Finally, when comparing the ACGAN and CVAE-ACGAN, both models achieve weighted harmonic means above 90%. However, the CVAE-ACGAN consistently outperforms ACGAN by about 1.5%, with its 95% CIs not overlapping with those of the ACGAN (CVAE-ACGAN: 98.49% [98.41, 98.57%] vs. ACGAN: 96.98% [96.86, 97.10%] in CWRU). This further demonstrates the statistical significance and robustness of the proposed model’s improvements, regardless of dataset. Furthermore, as shown in Figure 7, the loss function of the CVAE-ACGAN converges rapidly and remains stable after the 12th epoch, while the ACGAN requires nearly 28 epochs to converge and exhibits larger fluctuations, indicating a less stable training process.
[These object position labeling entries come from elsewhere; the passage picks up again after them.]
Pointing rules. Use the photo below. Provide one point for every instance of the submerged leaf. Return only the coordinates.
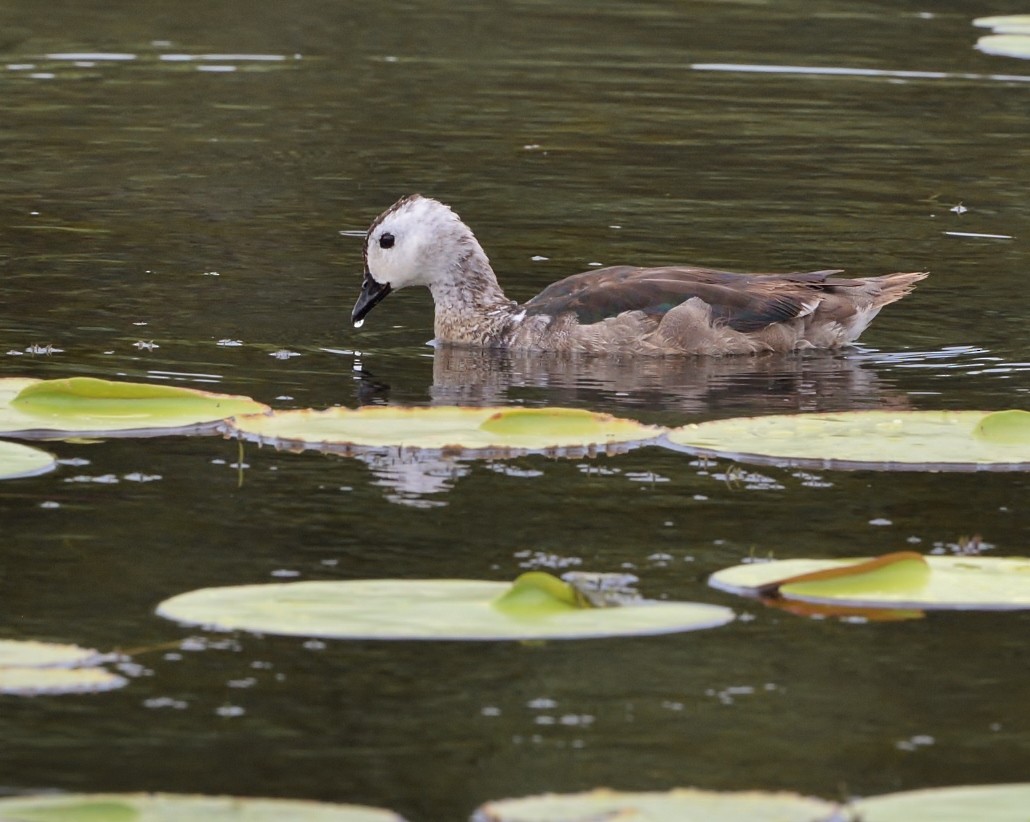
(180, 808)
(86, 405)
(442, 427)
(681, 805)
(876, 440)
(24, 460)
(948, 582)
(446, 609)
In addition to the above classification metrics, the RMSE and MAE were introduced to further evaluate the closeness between the generated features and the real data. As shown in Table 6 and Table 7, the CVAE-ACGAN-CNN consistently achieves the lowest RMSE and MAE values among all the compared models, with 0.081 [0.079, 0.083] and 0.060 [0.059, 0.061] on the CWRU dataset, and 0.080 [0.078, 0.082] and 0.059 [0.058, 0.060] on the PADERBORN dataset, respectively. By contrast, the RMSE and MAE values for other generative models are noticeably higher (VAE_CNN: 0.158/0.137 for CWRU and 0.169/0.144 for PADERBORN). These results demonstrate that the CVAE-ACGAN not only achieves excellent classification accuracy and stability, but also generates features that are highly consistent with the underlying true data distribution, which is crucial for robust and reliable fault diagnosis under varying conditions.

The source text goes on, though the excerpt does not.